“Cézanne Drawing,” the enthralling exhibition currently on view at the Museum of Modern Art in New York, features something for everyone: longtime favorites, new discoveries, works on paper more finished than the artist’s paintings, in-depth explorations of motifs, and highlights from all phases of the Post-Impressionist’s career, which stretched from the 1870s until his death in 1906 at the age of sixty-seven. Deep into the show, past galleries displaying self-portraits, fantasy scenes, sketches of statues by Pierre Puget, still lifes, bathers, and landscapes, is a wall dedicated to rocks. These delicate renderings in watercolor and pencil depict the vast Bibémus quarry as well as the ledges, caverns, and outcroppings above the imposing Château Noir nearby—both of which the artist, raised in Aix-en-Provence, explored as a youth with future novelist Émile Zola and budding scientist Jean-Baptiste Baille.
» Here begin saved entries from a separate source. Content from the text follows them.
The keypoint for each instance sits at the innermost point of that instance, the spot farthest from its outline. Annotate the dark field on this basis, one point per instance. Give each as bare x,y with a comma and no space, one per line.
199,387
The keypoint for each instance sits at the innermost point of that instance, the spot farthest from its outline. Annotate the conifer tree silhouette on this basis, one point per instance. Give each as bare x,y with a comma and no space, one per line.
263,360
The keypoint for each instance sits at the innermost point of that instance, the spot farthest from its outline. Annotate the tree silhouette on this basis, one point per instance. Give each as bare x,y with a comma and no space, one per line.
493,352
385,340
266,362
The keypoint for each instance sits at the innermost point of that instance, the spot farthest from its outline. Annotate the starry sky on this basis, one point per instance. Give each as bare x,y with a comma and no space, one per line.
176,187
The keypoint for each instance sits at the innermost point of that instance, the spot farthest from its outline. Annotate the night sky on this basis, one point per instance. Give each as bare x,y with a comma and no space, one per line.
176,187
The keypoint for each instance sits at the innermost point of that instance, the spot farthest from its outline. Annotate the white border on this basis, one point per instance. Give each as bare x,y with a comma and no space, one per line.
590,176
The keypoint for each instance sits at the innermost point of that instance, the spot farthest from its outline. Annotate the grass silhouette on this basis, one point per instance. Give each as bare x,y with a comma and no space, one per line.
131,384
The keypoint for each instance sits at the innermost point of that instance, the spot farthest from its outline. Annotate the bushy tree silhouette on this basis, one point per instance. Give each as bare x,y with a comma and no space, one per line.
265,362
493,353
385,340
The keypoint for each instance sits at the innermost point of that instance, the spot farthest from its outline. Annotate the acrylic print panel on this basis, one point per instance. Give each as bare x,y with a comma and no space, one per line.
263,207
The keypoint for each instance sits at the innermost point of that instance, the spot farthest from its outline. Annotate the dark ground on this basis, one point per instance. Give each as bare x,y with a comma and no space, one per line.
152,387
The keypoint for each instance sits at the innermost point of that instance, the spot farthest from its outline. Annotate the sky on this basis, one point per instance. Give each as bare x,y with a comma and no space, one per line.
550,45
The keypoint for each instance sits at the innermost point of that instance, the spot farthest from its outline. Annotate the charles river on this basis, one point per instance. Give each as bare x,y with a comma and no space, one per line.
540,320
Executed by Cézanne sometime between 1895 and 1900, likely while he was storing art supplies in the Château Noir, these formations are the most abstract works in the MoMA survey. Two vertically oriented sheets, both titled Rochers près des grottes au-dessus de Château Noir (Rocks near the Caves above Château Noir), record horizontal slabs above and beside a triangular element. Faint graphite strokes outline the rocks, parallel lines suggest shadows, and patches of blue, green, and brown watercolor enliven the compositions. One includes the branch of a tree; the other is just an agglomeration of geometric shapes centered on a piece of white paper. What astonishes is how these detailed pieces verge on abstraction without becoming nonrepresentational; the site is so distinctively rendered that the artist’s fervent champion, legendary art historian John Rewald, was able to locate and photograph it in the early 1930s.
It’s rare that an older artist masterfully revisits childhood haunts. Unlike the dark scene replete with a blue sky, slender trees, and massive boulders in a robust and related oil painting of the same title (ca. 1904) that Henri Matisse once owned, the gray limestone and reddish claystone limned in these drawings, set against an exposed ground, seem practically ethereal.